= Martha M. Vertreace-Doody =

American poet (born 1945)

Martha Modena Vertreace-Doody (born November 24, 1945 - November 12, 2022) was an American poet, and author of short stories and articles on literature and teaching. She was Distinguished Professor of English and Poet-in-Residence at Kennedy-King College in Chicago.

==Career==
Vertreace-Doody's work focused on American experiences, as a black woman in the Chicago region, as a participant in American history, and as a community activist. She was involved in Chicago’s Catholic and African American communities, serving as a time as an editor of Community Magazine at Friendship House in Chicago, and publishing poetry in the National Catholic Reporter. In other editorial work, she served as a member of the board of trustees of Illinois Writers Review and as a member of the advisory board of City Magazine. She also served as a judge for grant provided by the Illinois Arts Council and the Wisconsin Arts Board. She was twice a Fellow at the Hawthornden International Writers' Retreat in Scotland.

Her literary career aligned with a growing movement emerging after the 1950s of academic institutions in Chicago to foster poets. Vertreace-Doody was the featured Illinois poet in the winter 1988 issue of Spoon River Quarterly. She was a featured poet in Maverick Magazine in 1999. Her poems have appeared in anthologies including Illinois Voices: An Anthology of Twentieth-Century Poetry (University of Illinois Press), Poets of the New Century (David R. Godine Publisher), and Manthology: Poems on the Male Experience (University of Iowa Press) and The Incredible Sestina Anthology (Write Bloody Publishing).

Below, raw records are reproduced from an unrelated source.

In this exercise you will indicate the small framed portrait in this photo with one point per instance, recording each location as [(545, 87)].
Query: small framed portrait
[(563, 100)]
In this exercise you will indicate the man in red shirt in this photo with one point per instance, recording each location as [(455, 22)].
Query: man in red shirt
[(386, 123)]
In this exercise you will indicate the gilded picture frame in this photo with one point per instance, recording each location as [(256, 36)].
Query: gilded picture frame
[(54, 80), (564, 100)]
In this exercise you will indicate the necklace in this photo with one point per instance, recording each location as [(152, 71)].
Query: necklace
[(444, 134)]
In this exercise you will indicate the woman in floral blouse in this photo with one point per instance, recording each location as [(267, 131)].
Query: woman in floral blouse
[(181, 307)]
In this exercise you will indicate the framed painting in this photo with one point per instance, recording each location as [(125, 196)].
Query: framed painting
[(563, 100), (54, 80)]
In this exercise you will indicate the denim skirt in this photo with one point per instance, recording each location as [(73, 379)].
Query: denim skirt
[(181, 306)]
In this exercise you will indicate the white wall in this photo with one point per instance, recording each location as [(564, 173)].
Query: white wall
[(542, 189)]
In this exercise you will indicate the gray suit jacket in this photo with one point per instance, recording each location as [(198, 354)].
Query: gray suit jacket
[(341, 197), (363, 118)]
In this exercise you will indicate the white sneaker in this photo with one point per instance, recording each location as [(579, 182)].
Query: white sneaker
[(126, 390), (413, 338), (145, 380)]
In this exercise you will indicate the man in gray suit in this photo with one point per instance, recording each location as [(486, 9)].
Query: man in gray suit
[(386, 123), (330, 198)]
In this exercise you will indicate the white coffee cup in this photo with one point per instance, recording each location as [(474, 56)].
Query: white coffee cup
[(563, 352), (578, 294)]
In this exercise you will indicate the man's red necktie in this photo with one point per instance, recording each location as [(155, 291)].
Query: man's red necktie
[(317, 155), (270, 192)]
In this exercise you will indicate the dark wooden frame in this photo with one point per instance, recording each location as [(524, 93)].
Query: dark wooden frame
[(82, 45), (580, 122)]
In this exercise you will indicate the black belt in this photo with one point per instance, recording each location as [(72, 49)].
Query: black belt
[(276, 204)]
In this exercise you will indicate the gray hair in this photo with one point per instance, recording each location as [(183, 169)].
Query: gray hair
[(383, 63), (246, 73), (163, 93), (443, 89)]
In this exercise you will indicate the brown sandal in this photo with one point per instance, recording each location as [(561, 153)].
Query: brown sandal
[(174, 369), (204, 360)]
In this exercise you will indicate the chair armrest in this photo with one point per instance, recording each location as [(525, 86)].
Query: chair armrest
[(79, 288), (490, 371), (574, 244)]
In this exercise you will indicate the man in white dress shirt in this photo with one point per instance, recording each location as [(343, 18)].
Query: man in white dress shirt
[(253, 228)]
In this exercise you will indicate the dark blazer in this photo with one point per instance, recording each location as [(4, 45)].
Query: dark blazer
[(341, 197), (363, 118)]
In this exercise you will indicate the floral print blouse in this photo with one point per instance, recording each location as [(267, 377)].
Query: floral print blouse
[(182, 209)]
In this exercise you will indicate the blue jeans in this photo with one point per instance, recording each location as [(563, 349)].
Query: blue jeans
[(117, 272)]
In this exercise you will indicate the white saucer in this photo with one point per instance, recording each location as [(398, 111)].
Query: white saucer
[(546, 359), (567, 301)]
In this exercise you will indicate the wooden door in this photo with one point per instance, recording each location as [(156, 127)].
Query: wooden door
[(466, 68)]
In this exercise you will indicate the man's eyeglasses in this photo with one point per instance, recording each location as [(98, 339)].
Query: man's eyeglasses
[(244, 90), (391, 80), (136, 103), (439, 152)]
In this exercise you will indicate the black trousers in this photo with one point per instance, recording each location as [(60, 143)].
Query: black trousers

Her 2014 work, In This Glad Hour, was based on a study of diaries and letters from 1824 to 1848, to create a collection of poems that chronicles and gives voice to the life of Elizabeth Duncan, the wife of Joseph Duncan, the sixth governor of Illinois.

==Personal life==
Vertreace-Doody was born in Washington, D.C. She earned degrees in English from District of Columbia’s Teachers College (BA in 1967) and Roosevelt University (MA, 1972), an MS in Religious Studies from Mundelein College in 1982, and an MFA from Vermont College (1996). She was married to Timothy John Doody. Vertreace-Doody died in November of 2022.

==Awards==
- In 1993, she received the Significant Illinois Poet Award, presented by Gwendolyn Brooks.
- Her 1995 collection, Light Caught Bending, published won a Scottish Arts Council Grant, the first time the award was given to a writer who is not British.
- She has been the winner of four Illinois Arts Council awards (in 1987 for the poem "Trade Secret", in 1989 for the poem "My Uncle Speaks of Bees")
- In 1993, she won a National Endowment for the Arts Fellowship in Creative Writing.
- Her 2004 book Glacier Fire won the Word Press Poetry Prize
- In 2005, she received the Kathy Osterman Award as Outstanding Educational Employee by Mayor Richard M. Daley.

==Selected works==
=== Collections of poems ===
- 1986. Second House from the Corner. Kennedy-King College Press.
- 1991. Under a Cat’s-Eye Moon. Clockwatch Review Press.
- 1994. Oracle Bones. White Eagle Press.
- 1995. Cinnabar. Flume Press.
- 1995. Light Caught Bending. Diehard Publishers.
- 1996. Maafa: When Night Becomes a Lion. Ion Books.
- 1998. Smokeless Flame. Frith Press.
- 1999. Dragon Lady, Tsukimi. Riverstone Press.
- 2004. Glacier Fire. Word Press.
- 2014. In This Glad Hour. Purple Flag

===Stories for children===
- 1993. Martha M. Vertreace and Sandra Speidel. Kelly in the Mirror.

===Essays===
- 1989. Martha M. Vertreace. "Secrets left to tell: creativity and continuity in the mother-daughter dyad". Mother Puzzles: Daughters and Mothers in Contemporary American Literature, Mickey Pearlman (ed). New York: Greenwood Press.
- 1989. Martha M. Vertreace. "Toni Cade Bambara: The Dance of Character and Community", American Women Writing Fiction: Memory, Identity, Family, Space, Mickey Pearlman (ed). University of Kentucky Press.
- 1993. Martha M. Vertreace. "StreetWise Writers: Use of StreetWise in Creative Writing Classes", ERIC.
- 2003. Martha Modena Vertreace-Doody. "In Hyde Park: Momentary Stay Against Confusion", In the Middle of the Middle West: Literary Nonfiction from the Heartland, Becky Bradway (ed). Indiana University Press.